The importance of encouraging people
Through the Nansen Legacy project, Luke Marsden encourages people to publish their data in a standardised way.
“People should use file formats like NetCDF-CF or Darwin Core Archives where possible, which have a self-describing file structure, which means that the file includes information that tells a person or computer where everything is in the file. These files are self-containing, meaning that they contain a lot of metadata within the file that describes the data,” he says.
Further, he says that people should use terms that are commonly used, which are defined in so-called ‘controlled vocabularies’. These are glossaries of terms and descriptions that someone can find online.
The person creating the data can select an appropriate term and reference it. The person using the data can navigate to the same term. The data creator and user should then have the same understanding of what that term means, and a computer can understand the term too.
“If computers can understand our data, they can more easily present many similar datasets together in the same way, which makes it easier for people to view, access or understand the data,” he says.
Marsden has made a good habit amongst the early- and mid-career scientists and given them tools they will carry with them into the rest of their careers. Maybe this is the legacy of the project?
“Absolutely. We have a data policy which researchers have to abide by. But I hope they do so because it is the right thing to do, not just because they have to! And I hope they carry these good habits with them into future projects. A data revolution is coming, and one’s track record of publishing data is starting to be considered in deciding who gets funding or who gets hired for a job. Data is finally becoming more valued, and those publishing their data should be credited and rewarded,” he says.
User-friendly data for everyone?
As the project received funding for giving a good knowledge base of the Barents Sea, we now see that we can already update weather models or forecast the edge of the sea ice with the use of this new data. The data is now ready for future use.
“The data we collect will be used in research for decades to come, maybe centuries in some cases. We are building a multidisciplinary picture of the Northern Barents Sea, one of the fastest warming places on the planet. If we want to understand the changes taking place here, we first must document the data. By publishing our data, we are making it easier for more people to research what we are observing.
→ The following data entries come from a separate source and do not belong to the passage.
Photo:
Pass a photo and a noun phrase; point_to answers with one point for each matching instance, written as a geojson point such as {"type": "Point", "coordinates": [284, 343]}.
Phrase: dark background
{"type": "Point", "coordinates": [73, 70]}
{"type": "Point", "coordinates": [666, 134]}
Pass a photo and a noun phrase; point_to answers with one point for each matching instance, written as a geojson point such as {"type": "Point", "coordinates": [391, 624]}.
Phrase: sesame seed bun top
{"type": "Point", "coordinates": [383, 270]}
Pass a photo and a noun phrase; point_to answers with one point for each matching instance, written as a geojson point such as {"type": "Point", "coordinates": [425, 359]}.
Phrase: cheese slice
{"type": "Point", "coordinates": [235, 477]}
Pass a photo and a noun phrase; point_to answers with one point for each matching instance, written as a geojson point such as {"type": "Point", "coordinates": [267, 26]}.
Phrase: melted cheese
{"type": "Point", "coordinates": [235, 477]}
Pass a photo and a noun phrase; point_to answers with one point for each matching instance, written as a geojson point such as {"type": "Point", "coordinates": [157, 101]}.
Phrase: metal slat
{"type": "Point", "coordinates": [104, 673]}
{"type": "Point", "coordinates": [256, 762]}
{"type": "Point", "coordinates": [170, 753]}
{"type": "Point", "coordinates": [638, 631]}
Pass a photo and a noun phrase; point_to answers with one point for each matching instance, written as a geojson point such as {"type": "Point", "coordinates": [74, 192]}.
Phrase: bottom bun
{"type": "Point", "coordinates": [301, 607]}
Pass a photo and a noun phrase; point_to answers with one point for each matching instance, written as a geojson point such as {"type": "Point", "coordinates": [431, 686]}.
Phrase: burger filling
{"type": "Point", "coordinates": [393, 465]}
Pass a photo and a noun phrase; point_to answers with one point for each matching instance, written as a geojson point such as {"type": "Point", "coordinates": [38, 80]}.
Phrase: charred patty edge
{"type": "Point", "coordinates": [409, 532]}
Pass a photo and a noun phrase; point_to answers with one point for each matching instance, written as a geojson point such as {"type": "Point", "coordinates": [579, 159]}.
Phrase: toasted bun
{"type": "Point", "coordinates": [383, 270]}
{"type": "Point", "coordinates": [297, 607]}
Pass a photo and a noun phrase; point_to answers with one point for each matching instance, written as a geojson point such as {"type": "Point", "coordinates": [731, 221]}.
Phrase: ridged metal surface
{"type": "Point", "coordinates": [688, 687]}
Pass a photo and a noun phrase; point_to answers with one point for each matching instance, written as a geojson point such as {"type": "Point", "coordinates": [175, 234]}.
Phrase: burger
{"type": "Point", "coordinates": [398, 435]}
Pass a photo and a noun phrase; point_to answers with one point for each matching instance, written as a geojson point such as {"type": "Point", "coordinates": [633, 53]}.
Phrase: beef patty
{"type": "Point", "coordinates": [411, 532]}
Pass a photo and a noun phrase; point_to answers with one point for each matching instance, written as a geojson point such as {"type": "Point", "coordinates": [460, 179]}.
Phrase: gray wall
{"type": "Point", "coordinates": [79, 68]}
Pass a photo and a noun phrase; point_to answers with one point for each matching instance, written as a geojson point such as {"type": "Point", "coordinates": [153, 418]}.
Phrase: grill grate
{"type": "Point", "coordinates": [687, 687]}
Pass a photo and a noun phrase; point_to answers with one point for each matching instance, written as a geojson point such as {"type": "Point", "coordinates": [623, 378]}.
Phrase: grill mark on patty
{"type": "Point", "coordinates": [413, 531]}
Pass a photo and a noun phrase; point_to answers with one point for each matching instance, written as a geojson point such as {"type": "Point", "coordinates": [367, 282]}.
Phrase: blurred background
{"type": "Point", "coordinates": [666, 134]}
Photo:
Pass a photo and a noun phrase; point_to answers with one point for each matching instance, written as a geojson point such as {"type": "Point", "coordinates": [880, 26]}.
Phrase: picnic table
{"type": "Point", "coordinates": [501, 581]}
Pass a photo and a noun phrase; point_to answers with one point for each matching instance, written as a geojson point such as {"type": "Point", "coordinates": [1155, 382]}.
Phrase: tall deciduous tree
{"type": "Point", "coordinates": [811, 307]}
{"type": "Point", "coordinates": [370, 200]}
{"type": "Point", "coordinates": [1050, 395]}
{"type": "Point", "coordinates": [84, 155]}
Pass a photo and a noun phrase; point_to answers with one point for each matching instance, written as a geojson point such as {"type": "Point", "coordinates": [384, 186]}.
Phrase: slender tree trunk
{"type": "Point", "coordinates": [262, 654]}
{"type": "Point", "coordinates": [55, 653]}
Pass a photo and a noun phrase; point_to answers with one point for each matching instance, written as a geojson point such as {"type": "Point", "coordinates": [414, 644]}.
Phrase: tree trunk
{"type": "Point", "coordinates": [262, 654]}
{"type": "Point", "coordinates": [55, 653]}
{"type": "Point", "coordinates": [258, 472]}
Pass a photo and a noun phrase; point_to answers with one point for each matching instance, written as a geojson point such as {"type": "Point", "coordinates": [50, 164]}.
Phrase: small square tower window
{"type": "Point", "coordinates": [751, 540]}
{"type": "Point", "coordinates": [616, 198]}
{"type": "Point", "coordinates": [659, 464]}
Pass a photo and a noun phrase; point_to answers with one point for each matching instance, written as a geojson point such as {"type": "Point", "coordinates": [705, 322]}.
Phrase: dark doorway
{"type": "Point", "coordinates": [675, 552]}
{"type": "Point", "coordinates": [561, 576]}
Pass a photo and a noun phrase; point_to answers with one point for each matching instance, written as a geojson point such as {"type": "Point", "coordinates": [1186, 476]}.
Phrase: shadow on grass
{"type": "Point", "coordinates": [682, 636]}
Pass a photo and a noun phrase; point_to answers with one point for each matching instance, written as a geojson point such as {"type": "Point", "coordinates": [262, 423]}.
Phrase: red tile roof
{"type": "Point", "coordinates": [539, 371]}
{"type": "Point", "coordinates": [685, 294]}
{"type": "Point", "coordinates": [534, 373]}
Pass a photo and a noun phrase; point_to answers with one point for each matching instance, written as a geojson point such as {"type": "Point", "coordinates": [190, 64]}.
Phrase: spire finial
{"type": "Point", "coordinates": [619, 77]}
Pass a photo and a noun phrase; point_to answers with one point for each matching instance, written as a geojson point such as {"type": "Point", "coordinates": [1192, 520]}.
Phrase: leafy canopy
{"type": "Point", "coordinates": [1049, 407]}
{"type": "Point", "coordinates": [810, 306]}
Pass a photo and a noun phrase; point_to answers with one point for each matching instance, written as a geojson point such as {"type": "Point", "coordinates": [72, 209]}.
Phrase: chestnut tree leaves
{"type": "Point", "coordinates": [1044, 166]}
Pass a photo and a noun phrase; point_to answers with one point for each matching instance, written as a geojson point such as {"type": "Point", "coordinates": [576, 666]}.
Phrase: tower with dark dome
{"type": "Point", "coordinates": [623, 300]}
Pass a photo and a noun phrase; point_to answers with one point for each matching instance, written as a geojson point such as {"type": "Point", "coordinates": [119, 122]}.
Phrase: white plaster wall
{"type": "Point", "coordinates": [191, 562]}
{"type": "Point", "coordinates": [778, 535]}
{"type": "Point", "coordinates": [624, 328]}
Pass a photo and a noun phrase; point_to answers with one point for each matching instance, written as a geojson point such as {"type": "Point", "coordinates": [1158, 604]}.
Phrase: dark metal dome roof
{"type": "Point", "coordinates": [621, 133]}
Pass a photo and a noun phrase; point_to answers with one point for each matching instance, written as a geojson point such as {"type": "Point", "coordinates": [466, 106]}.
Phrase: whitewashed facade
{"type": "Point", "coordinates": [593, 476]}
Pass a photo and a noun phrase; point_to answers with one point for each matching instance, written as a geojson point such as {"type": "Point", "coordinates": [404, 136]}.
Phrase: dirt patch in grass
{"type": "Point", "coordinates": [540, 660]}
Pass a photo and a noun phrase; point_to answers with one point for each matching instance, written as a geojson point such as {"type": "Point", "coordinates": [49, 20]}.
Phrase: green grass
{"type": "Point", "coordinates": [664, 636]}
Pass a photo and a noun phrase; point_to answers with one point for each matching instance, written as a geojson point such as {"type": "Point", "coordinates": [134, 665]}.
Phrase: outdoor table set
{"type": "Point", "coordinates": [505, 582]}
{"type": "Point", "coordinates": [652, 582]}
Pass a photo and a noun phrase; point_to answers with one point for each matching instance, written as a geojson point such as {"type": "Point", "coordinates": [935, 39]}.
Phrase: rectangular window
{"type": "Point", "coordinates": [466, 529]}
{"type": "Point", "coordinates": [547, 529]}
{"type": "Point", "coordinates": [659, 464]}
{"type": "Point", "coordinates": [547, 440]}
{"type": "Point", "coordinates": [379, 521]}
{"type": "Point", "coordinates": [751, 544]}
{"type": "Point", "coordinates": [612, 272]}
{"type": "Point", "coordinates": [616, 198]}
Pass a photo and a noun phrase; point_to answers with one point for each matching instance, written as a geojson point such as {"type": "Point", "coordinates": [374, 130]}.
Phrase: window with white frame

We can contribute to big datasets, far too large for any one person or project to collect alone,” Marsden says.
He claims that the quicker we do this, the quicker we collectively understand what is happening in the Northern Barents Sea and why, which will likely have global implications. It all starts with the data.
“Perhaps even more importantly, we are setting a precedent for how data should be handled and published for the rest of Norway and the Arctic. Good data management is in its infancy in the Arctic but is much more mature in other fields. Take the World Meteorological Organization for example. We would not have such high-quality weather data or climate models without international exchange of standardised data. Who knows what will be possible with similar exchange of data becomes common practice in other disciplines?” he asks.